Canadian Grocery Code in Action

Tostitos receipt Around the first week of May, PM Justin Trudeau announced the requirement for grocery chains to sign on to the Canadian Grocery Code; Loblaws responded that it was waiting for competitors to sign on, before it would agree to adhere to the new code.

I typically visit a couple of different grocery stores twice a week, as some of the fresh produce doesn’t have much of a shelf life, and meal planning is subject to change without notice.

I purchased some Tostito Scoops on 2024-05-11, to go along with a fresh, spring vegetable dish that I planned on sharing with friends.

Six days later, I had the need to buy more Tostito Scoops, to take along with a second bowl of the dip, while we watched the Canucks playoff game.

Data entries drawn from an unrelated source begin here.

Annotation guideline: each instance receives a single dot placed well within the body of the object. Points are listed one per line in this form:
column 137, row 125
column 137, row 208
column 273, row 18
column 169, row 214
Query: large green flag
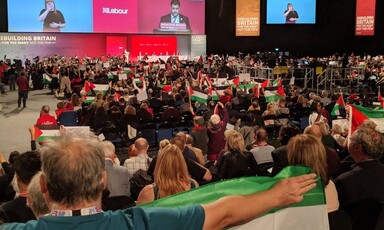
column 311, row 213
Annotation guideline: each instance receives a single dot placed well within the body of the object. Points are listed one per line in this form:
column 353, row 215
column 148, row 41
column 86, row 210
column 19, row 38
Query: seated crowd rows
column 227, row 138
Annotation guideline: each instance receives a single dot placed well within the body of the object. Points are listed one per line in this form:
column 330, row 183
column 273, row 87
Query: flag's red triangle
column 37, row 132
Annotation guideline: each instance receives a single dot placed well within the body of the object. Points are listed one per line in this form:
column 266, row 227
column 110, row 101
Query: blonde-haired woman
column 237, row 161
column 170, row 177
column 308, row 150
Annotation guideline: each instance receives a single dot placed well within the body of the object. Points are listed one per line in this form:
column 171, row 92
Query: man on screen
column 181, row 22
column 53, row 18
column 291, row 16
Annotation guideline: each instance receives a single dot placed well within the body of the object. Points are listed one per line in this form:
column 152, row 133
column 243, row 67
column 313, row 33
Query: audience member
column 279, row 155
column 117, row 176
column 170, row 177
column 361, row 191
column 237, row 161
column 333, row 160
column 142, row 160
column 63, row 187
column 199, row 134
column 35, row 199
column 26, row 166
column 262, row 151
column 45, row 118
column 197, row 151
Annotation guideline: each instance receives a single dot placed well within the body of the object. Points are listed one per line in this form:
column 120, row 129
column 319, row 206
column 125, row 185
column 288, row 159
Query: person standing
column 22, row 84
column 175, row 16
column 53, row 18
column 291, row 16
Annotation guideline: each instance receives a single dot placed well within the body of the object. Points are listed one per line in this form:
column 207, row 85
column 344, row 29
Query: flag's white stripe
column 269, row 93
column 380, row 124
column 295, row 218
column 101, row 87
column 50, row 133
column 200, row 95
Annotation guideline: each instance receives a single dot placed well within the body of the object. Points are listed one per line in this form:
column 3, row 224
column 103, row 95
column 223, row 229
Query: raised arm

The shock of what might be one grocer’s response to the upcoming requirement, was to raise the price of the integral component of the dish 38% each, or 43% for the “double deal”! The double deal almost doubles in price

I remembered that the other grocery store I frequent had been $1 more than the previous price I paid, so I figured to check there, in order to save 25% from the new price. Fortunately, the second store was still the same price as the week before.

Is this how the retailers will respond? Raise the price on items not subject to quick spoilage. I’m certain there are numerous items that retailers may inflate in an extraordinary manner, to maintain profit levels that they began to enjoy from the Covid period.

Government involvement in consumer goods, never works out well for consumers. Most likely, the extremely wealthy money behind the biggest suppliers of consumer goods, shakes that big stick in the faces of government, when their revenues are under threat.